Dans cette perspective, plusieurs axes d’intervention sont privilégiés. L’accent peut être mis sur le développement de l’enseignement supérieur professionnel et technologique, notamment pour des formations courtes (diplômés à Bac +2 et +3), le manque de techniciens intermédiaires étant souligné, mais les coûts d’entrée de ce type d’enseignement sont extrêmement lourds et nécessitent d’importants investissements initiaux que les financements publics ne sont pas en mesure partout de combler. Pour l’ensemble des formations, l’orientation est au rapprochement entre universités et entreprises et à l’accompagnement et au suivi de l’insertion des diplômés. Face à la faiblesse du secteur formel, la thématique de l’entreprenariat est devenue centrale : des enseignements sont délivrés pour aider les étudiants à créer leur entreprise à l’issue de leur formation tandis que des incubateurs sont mis en place par des universités pour les accompagner dans leurs projets professionnels.
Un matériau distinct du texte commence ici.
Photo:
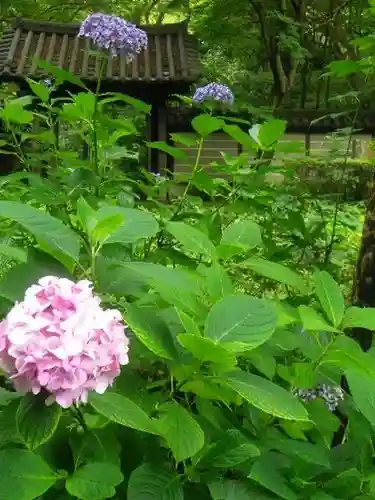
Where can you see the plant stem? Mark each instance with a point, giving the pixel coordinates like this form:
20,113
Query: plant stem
188,185
95,117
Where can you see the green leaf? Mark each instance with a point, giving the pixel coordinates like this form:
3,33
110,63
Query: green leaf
117,96
217,281
330,296
149,482
241,322
14,112
39,89
13,253
235,456
180,430
86,215
204,125
61,240
94,481
362,389
105,227
228,489
240,136
36,422
61,75
185,139
240,236
6,396
344,68
266,396
311,320
206,349
345,354
192,240
177,153
275,271
151,331
270,132
14,282
23,475
271,479
121,410
137,224
357,317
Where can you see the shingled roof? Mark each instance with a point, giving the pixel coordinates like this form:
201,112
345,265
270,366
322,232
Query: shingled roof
172,54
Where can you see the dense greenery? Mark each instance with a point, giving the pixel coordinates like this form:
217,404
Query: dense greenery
235,322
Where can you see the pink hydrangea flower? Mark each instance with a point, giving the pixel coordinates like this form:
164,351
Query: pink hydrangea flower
60,340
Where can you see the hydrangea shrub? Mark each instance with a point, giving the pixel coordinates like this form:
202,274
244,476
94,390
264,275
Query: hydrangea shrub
240,379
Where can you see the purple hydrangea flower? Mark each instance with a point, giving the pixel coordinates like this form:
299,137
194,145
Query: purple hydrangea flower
214,91
114,33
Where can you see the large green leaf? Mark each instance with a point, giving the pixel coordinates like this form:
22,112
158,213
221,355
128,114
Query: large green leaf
345,354
313,321
206,349
180,430
122,410
150,482
151,330
137,224
330,297
14,282
271,479
94,481
240,322
266,395
36,422
60,241
276,272
357,317
240,236
24,475
362,388
192,240
204,125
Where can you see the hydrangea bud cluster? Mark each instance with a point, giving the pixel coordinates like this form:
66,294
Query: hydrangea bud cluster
214,91
331,395
115,34
60,340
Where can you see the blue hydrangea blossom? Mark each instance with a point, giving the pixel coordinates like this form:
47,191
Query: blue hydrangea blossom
115,34
214,91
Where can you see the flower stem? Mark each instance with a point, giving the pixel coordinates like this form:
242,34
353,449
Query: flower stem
95,117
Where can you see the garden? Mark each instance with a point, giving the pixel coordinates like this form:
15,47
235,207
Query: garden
168,336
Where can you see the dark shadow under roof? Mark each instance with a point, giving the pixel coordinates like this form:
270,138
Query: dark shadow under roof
172,54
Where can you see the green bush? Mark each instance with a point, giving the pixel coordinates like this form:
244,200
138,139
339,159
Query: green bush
238,342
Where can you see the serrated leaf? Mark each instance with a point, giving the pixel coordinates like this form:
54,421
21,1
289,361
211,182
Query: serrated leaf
24,475
275,271
137,224
330,297
357,317
266,395
151,330
36,422
150,482
240,236
45,228
192,240
241,322
312,321
205,125
122,410
180,430
94,481
206,350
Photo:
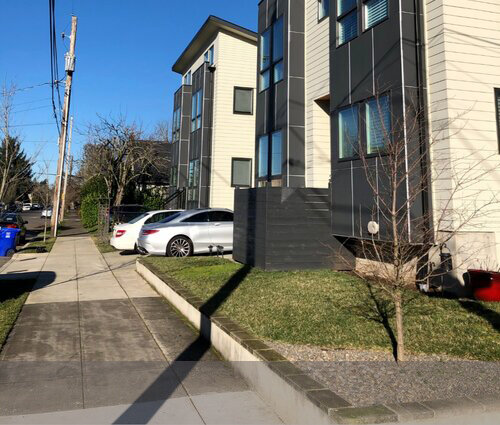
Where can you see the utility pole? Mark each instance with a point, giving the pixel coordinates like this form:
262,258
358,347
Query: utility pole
68,169
70,68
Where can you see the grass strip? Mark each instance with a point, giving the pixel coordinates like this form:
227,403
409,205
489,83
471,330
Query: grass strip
13,294
336,310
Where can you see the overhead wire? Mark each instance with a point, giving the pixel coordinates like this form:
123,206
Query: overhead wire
54,74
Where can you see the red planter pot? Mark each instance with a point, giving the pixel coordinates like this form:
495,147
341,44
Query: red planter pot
485,285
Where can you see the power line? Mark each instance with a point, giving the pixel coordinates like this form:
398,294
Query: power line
54,73
32,109
31,125
31,101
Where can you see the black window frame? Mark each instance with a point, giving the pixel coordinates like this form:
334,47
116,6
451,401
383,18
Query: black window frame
176,125
269,176
363,16
194,184
187,219
250,89
232,172
272,63
354,8
497,109
195,118
327,15
362,127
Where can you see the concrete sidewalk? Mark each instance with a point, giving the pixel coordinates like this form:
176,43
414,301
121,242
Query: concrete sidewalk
93,335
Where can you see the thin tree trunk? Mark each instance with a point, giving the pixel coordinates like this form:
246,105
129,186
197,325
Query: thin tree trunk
119,196
399,326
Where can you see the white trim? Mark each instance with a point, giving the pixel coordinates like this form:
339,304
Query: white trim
350,79
288,102
403,93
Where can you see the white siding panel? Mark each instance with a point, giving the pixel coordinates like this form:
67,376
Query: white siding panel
317,86
233,134
463,56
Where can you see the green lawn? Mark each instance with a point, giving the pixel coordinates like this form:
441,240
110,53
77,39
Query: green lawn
337,310
13,294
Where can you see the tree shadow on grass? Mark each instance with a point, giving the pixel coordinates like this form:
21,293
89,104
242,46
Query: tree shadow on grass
482,311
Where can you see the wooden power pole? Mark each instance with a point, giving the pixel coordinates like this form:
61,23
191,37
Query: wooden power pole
67,175
70,68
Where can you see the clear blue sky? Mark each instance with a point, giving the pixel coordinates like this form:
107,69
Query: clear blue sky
125,51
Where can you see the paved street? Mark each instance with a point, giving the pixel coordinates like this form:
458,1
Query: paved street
93,335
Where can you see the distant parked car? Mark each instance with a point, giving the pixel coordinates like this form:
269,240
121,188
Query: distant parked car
14,221
46,213
189,232
125,235
124,213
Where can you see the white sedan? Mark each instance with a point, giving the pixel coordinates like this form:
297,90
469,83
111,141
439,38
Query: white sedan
125,235
189,232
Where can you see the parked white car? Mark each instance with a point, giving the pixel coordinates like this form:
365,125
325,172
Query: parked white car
125,235
189,232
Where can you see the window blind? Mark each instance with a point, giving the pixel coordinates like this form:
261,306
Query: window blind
375,11
348,27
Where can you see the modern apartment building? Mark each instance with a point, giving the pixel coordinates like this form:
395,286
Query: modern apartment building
213,129
430,69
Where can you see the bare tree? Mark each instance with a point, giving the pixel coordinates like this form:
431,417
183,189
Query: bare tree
15,166
116,152
403,165
161,132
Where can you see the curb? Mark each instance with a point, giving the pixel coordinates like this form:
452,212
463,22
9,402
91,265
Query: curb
320,403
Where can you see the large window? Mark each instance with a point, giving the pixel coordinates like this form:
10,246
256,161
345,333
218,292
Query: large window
263,156
373,131
349,132
276,158
243,100
378,124
196,110
241,172
193,179
173,176
323,9
176,125
497,103
375,11
271,55
347,20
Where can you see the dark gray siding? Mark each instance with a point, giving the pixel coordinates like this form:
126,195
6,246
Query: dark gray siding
182,100
282,106
384,59
200,145
286,229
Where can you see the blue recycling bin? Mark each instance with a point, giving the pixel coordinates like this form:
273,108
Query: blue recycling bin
8,239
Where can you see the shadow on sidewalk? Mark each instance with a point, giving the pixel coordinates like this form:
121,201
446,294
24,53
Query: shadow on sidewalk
142,413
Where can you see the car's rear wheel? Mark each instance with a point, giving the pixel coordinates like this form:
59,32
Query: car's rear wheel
179,247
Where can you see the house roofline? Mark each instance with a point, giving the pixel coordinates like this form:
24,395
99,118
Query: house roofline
211,27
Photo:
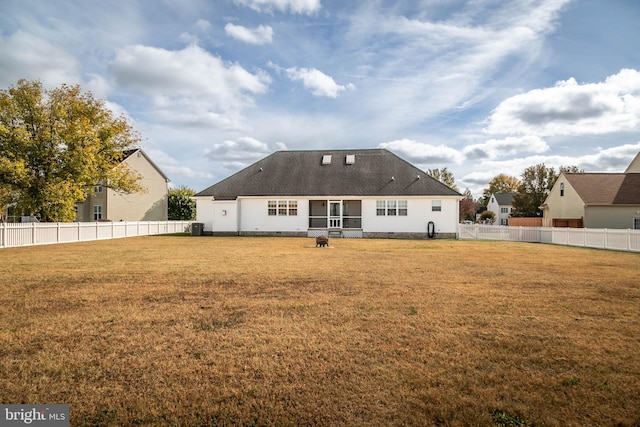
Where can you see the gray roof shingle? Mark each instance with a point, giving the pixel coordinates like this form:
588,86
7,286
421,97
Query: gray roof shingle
375,172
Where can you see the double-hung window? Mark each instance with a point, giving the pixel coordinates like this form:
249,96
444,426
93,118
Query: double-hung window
282,208
391,207
97,212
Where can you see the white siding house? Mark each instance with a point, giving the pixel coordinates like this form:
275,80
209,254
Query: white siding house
346,193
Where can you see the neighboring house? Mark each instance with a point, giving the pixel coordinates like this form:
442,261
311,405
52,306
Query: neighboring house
346,193
105,204
595,200
501,204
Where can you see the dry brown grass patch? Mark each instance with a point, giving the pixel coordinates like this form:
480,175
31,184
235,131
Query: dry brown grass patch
221,331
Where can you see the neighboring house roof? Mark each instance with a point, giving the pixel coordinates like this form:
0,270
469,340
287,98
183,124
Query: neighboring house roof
128,153
606,188
634,166
504,199
375,172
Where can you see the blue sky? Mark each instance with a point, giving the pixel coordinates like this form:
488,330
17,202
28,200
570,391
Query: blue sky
481,87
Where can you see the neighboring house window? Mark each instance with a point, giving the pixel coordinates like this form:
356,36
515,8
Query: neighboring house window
391,208
97,212
282,207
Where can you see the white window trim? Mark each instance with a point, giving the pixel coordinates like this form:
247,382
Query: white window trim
392,207
97,212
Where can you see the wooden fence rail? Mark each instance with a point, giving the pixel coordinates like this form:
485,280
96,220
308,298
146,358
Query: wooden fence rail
43,233
601,238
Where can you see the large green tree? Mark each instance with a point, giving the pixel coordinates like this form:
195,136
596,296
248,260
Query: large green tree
181,206
500,184
55,145
534,188
445,176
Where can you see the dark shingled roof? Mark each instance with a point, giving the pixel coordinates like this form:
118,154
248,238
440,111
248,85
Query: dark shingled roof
606,188
375,172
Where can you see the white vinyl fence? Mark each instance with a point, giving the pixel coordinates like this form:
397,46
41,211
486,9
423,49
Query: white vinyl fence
601,238
42,233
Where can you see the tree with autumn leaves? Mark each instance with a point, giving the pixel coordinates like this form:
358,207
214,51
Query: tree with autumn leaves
55,145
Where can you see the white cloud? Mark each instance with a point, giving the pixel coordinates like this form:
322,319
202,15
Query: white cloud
301,7
203,25
262,34
318,82
237,154
423,154
188,86
27,56
614,159
570,108
506,147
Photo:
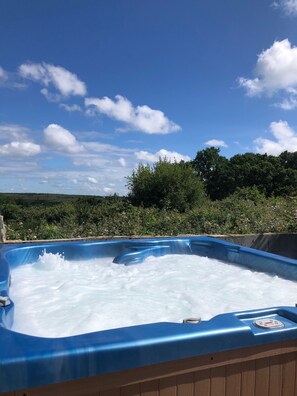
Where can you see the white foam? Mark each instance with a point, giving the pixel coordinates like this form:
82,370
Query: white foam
56,298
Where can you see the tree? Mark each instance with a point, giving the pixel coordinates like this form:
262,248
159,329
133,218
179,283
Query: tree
166,185
214,171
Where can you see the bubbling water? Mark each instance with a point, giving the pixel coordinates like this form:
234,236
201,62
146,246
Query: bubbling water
56,298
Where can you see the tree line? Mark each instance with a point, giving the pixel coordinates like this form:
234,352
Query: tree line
184,185
248,193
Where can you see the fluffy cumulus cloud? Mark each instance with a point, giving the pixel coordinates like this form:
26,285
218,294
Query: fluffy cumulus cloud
171,156
70,108
142,118
92,180
13,132
65,82
60,139
3,74
285,139
275,71
216,143
289,7
20,149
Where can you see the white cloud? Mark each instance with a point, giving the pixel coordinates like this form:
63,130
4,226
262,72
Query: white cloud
92,180
65,82
108,190
275,71
62,140
20,149
141,118
3,74
285,140
71,108
289,7
216,143
122,162
13,132
171,156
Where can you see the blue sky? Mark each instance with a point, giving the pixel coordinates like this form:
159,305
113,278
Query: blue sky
90,88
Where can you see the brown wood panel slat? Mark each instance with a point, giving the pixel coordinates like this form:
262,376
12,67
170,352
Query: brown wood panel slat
149,388
110,392
167,386
7,394
218,381
262,377
248,378
275,376
130,390
233,380
288,377
202,383
185,385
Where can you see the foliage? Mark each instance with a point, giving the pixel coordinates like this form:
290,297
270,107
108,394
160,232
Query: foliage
246,211
272,176
166,185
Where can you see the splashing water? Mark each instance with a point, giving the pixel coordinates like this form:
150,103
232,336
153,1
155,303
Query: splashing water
56,298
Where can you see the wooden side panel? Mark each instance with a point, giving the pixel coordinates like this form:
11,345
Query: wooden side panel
233,380
150,388
131,390
248,378
109,392
258,371
262,377
185,385
288,377
202,383
275,376
218,381
168,386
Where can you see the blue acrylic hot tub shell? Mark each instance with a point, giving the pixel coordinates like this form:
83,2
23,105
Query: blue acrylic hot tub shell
27,361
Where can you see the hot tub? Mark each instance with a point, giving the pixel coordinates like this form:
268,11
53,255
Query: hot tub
241,353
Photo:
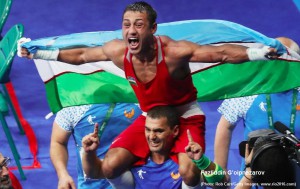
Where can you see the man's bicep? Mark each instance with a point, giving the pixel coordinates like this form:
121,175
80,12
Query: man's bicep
205,53
96,54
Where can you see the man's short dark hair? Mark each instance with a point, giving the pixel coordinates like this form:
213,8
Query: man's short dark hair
165,111
142,6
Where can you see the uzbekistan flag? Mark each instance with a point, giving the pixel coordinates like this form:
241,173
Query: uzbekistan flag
102,82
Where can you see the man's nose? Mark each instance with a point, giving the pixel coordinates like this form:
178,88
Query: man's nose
4,171
152,135
132,30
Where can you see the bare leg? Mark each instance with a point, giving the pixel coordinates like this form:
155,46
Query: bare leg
189,172
117,161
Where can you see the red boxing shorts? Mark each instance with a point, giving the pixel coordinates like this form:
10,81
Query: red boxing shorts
133,138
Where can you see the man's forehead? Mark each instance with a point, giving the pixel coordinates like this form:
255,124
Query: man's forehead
135,15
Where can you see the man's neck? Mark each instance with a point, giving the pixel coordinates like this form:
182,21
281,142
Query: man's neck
159,158
148,53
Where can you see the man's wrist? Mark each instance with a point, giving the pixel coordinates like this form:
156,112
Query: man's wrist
46,54
258,53
202,163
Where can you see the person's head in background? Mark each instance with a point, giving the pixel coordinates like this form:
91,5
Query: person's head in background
161,129
272,160
289,43
5,182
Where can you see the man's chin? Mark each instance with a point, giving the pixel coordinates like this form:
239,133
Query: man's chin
6,184
134,51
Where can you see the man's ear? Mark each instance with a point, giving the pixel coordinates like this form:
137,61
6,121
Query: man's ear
176,131
154,27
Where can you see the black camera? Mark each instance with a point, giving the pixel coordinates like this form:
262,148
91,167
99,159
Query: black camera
284,139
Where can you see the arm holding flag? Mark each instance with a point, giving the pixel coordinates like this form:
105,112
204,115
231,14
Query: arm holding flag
206,76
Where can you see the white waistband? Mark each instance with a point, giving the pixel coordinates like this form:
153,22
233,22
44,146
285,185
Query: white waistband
187,110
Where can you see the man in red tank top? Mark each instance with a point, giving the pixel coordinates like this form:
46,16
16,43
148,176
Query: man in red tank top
158,70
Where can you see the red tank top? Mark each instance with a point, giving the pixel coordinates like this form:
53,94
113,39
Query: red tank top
162,89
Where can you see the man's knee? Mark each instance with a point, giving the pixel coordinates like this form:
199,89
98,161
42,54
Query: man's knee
189,173
117,161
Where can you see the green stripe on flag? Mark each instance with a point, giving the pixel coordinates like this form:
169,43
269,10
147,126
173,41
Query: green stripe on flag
236,80
71,89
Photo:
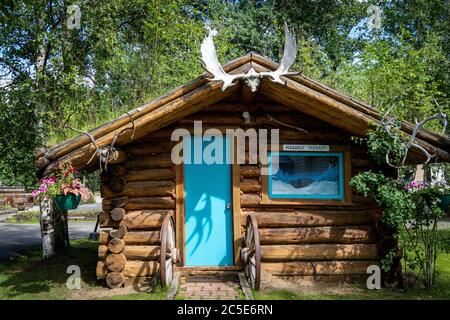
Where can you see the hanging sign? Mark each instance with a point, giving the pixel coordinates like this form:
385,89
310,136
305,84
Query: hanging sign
305,147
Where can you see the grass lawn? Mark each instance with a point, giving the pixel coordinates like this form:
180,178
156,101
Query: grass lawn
441,291
32,217
28,276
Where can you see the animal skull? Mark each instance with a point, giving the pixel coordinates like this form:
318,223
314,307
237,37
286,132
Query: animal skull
252,78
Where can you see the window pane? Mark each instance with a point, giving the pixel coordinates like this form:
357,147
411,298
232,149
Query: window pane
308,176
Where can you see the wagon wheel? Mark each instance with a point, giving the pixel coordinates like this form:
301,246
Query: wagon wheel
168,255
251,253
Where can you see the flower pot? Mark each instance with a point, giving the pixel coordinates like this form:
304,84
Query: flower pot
445,202
67,202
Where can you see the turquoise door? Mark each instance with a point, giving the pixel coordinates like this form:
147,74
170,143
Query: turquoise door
208,210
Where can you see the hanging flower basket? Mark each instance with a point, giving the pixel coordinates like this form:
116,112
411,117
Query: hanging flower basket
67,202
445,202
65,188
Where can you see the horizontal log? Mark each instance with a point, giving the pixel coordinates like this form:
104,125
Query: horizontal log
118,233
134,237
105,220
190,93
117,156
117,214
302,268
235,107
148,162
131,252
116,184
341,234
250,186
144,219
361,163
116,245
319,252
149,147
141,252
140,268
308,281
249,171
115,280
115,262
41,162
150,175
291,219
142,237
118,171
257,119
143,203
141,189
101,270
39,152
250,200
132,268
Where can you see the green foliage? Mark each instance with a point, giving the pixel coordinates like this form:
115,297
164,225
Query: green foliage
387,260
411,209
128,52
383,147
389,195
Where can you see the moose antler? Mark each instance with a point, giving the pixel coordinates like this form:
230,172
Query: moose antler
411,143
389,124
102,152
212,65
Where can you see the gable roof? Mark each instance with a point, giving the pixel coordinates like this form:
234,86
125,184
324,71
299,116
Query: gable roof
300,93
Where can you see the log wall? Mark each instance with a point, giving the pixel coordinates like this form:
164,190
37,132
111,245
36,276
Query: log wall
296,240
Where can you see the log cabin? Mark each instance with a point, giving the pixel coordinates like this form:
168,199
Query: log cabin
302,223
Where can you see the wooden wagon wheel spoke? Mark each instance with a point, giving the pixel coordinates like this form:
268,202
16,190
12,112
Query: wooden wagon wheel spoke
166,259
251,253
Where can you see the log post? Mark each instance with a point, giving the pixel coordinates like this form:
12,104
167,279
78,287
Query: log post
54,228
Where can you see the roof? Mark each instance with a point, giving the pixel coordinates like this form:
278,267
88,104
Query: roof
300,93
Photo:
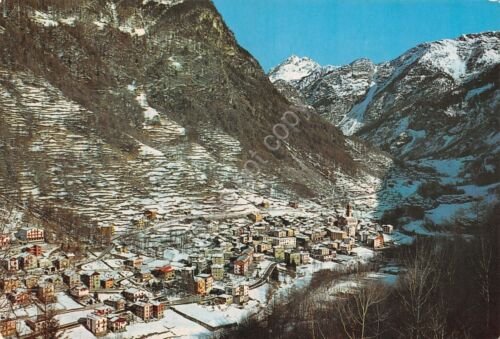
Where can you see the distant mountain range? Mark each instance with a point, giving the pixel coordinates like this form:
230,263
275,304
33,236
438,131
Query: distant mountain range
111,107
439,100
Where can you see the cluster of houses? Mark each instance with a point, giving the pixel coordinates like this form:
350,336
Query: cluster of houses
219,268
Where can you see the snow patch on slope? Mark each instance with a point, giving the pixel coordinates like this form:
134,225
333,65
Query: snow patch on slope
294,69
444,56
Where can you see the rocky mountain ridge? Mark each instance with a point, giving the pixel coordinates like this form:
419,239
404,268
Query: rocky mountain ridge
113,107
437,100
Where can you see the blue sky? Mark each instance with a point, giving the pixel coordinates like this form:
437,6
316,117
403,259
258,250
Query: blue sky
339,31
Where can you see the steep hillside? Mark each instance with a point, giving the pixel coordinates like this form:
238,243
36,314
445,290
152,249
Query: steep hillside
111,107
435,109
438,100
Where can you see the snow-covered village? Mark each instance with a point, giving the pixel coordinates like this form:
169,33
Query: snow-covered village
188,276
235,169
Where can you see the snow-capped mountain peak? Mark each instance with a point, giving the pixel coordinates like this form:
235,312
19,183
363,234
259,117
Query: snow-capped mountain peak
294,69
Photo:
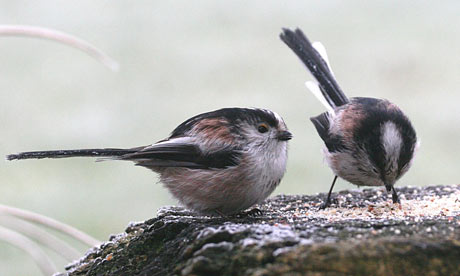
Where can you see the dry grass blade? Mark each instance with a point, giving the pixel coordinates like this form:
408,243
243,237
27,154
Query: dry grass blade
51,223
39,256
41,236
40,32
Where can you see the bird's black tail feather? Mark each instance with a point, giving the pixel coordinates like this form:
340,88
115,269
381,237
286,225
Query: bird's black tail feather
70,153
299,43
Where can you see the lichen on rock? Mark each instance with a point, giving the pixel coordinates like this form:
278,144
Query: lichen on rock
363,233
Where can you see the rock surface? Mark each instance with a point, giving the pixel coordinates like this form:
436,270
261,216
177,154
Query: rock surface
363,233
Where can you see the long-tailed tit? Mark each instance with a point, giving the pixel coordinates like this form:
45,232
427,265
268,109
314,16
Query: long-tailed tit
369,142
220,162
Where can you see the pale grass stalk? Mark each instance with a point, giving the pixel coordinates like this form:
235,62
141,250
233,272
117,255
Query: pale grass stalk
39,256
41,236
40,32
51,223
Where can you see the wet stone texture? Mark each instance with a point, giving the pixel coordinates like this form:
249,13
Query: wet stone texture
362,233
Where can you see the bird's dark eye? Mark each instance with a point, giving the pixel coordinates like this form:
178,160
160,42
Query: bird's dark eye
262,128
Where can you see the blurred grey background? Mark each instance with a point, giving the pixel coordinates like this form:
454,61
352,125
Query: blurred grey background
181,58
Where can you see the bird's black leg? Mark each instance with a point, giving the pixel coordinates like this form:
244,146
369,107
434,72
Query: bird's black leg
394,195
328,200
254,212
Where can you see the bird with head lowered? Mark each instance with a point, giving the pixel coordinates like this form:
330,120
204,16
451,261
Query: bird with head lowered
369,142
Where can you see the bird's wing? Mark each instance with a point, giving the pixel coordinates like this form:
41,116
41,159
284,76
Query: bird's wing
322,124
183,152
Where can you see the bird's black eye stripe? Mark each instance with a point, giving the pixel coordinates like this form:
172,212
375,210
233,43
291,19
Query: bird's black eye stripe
262,128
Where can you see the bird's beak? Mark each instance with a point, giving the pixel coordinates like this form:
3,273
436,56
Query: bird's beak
284,135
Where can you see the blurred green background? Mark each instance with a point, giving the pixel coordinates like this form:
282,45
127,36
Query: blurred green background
181,58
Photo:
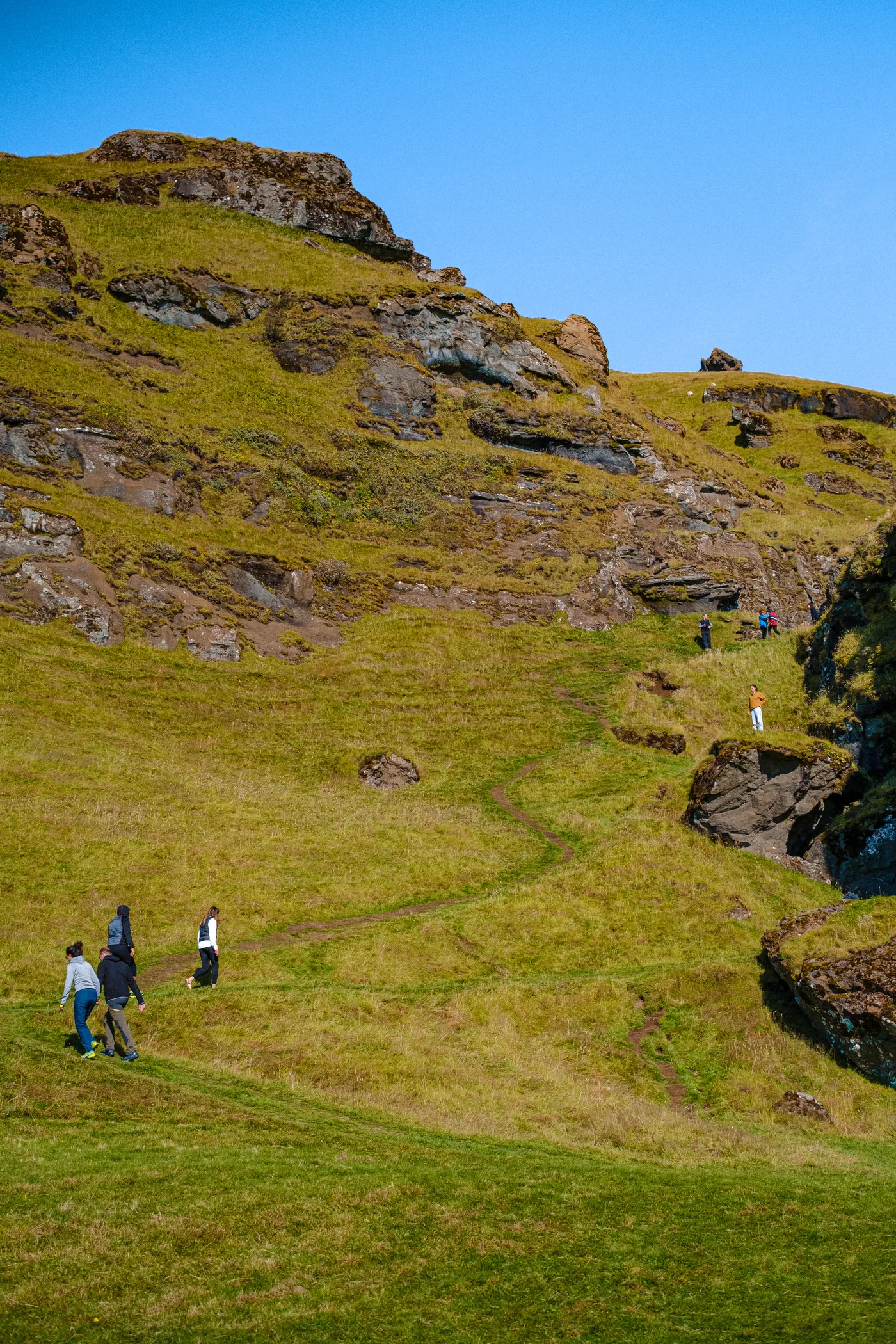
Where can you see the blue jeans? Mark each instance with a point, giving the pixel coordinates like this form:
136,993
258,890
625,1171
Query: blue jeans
85,1004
Cette nouvelle exigence à l’égard de l’enseignement supérieur questionne. Elle souligne certes l’intégration de l’Afrique dans les débats et les orientations construits à l’échelle mondiale et oblige les universités à affronter des questions centrales. Mais elle met une pression très forte sur l’ensemble du système de formation, sommé presque à lui seul de résoudre les difficultés économiques et, souvent, la question de la faiblesse des emplois formels. Elle implique un changement de culture universitaire qui peut paraître brutal et qui suscite des résistances, tant au niveau des enseignants que des étudiants. Elle questionne, ici comme ailleurs, les finalités mêmes de l’enseignement et les logiques marchandes à l’œuvre.